How can companies that have achieved success with one product or one line of products continue to grow? Business strategists indicate that three methods are commonly used.
One method is to introduce a new version of an existing product. Imagine, for example, a beverage company that has been making a particular soft drink for a hundred years: the soft drink is the company's most recognizable product, and it produces the associations and expectations that consumers have about the company itself. However, the soft drink is not popular with younger consumers because they have different expectations about how a good soft drink should taste. So the beverage company makes small changes in its ingredients and advertises the resulting product as the newest version of an old favourite. Of course, the company also still sells the old version of the soft drink for those who want it.
In another method, a well-known company capitalizes on its good name by selling a new but related type of product.
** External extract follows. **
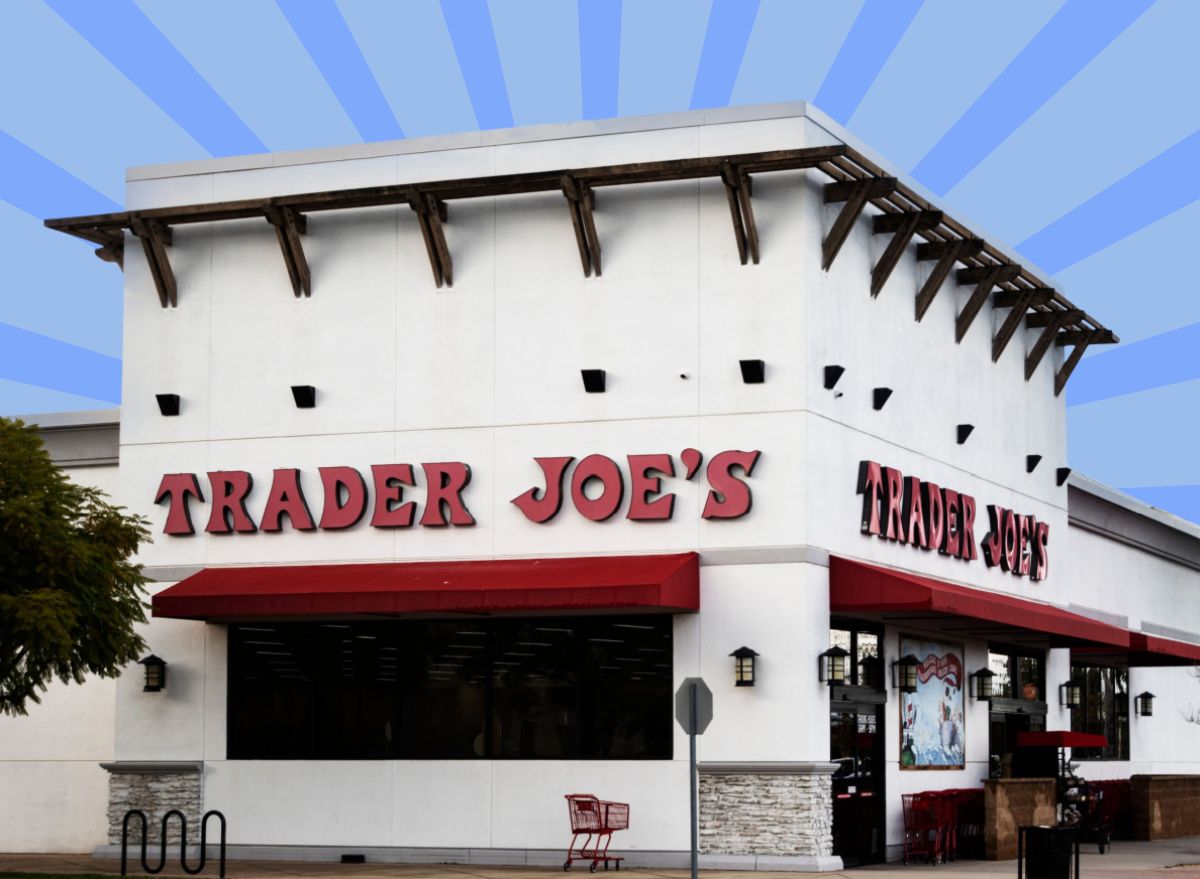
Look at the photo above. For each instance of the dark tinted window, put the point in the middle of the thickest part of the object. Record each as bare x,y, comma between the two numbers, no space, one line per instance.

For example, a manufacturer famous for making tough, long-lasting construction vehicles like tractors and bulldozers may introduce a line of work shoes or boots for construction workers.
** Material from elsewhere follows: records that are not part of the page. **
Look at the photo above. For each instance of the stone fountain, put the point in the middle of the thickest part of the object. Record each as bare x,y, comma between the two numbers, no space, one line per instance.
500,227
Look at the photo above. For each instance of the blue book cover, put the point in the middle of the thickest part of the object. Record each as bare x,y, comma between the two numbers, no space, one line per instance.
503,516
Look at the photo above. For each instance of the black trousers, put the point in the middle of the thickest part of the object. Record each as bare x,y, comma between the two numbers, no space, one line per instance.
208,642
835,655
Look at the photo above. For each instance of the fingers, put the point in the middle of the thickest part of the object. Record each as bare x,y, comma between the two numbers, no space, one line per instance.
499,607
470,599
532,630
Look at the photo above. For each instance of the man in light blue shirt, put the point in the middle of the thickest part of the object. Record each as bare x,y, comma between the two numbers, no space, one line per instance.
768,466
In the third method, two or more companies form a partnership to make and sell a new product under a name that indicates that the product was made by both companies. For example, a company that makes chocolate may partner with a company that makes ice cream to create a new product, a chocolate-coated ice cream bar. Consumers who have already tried and enjoyed the ice cream by one company but have never tried the chocolate by the other are now exposed to the chocolate company's product, and they may be more likely in the future to buy products made by the chocolate company based on this good experience with the combination product.